Ludzie i style

Kwiat Lotu

Jaką rolę odgrywały w PRL stewardesy

Stewardesy Lotu, 1968 r. Stewardesy Lotu, 1968 r. Edmund Uchymiak / PAP
Rozmowa z Anną Sulińską, autorką książki „Wniebowzięte”, o stewardesach w PRL.
Premier Jerzy Buzek z żoną Ludgardą na pokładzie samolotu z Rzymu, październik 1998 r.Magic Media/Forum Premier Jerzy Buzek z żoną Ludgardą na pokładzie samolotu z Rzymu, październik 1998 r.

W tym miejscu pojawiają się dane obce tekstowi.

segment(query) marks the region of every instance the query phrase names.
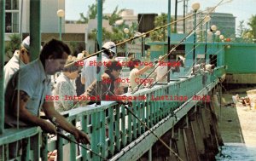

Olga Święcicka: – „Jedno tylko pozostaje bez zmian – na każdej rekrutacji pojawia się zdecydowanie więcej chętnych, niż firma może przyjąć”. Biorąc pod uwagę zarobki, warunki pracy i kondycję współczesnych przewoźników, aż trudno uwierzyć, że zawód stewardesy nadal cieszy się takim powodzeniem…
Anna Sulińska: – Myślę, że to kwestia tajemnicy, jaką wciąż owiana jest ta profesja. Kiedy zaczynałam pisać reportaż, wiedziałam tylko, że na pokładzie samolotu oprócz pasażerów są piloci i zawsze idealnie umalowane, uśmiechnięte stewardesy. Czułam jednak, że pod perfekcyjnymi makijażami coś się kryje.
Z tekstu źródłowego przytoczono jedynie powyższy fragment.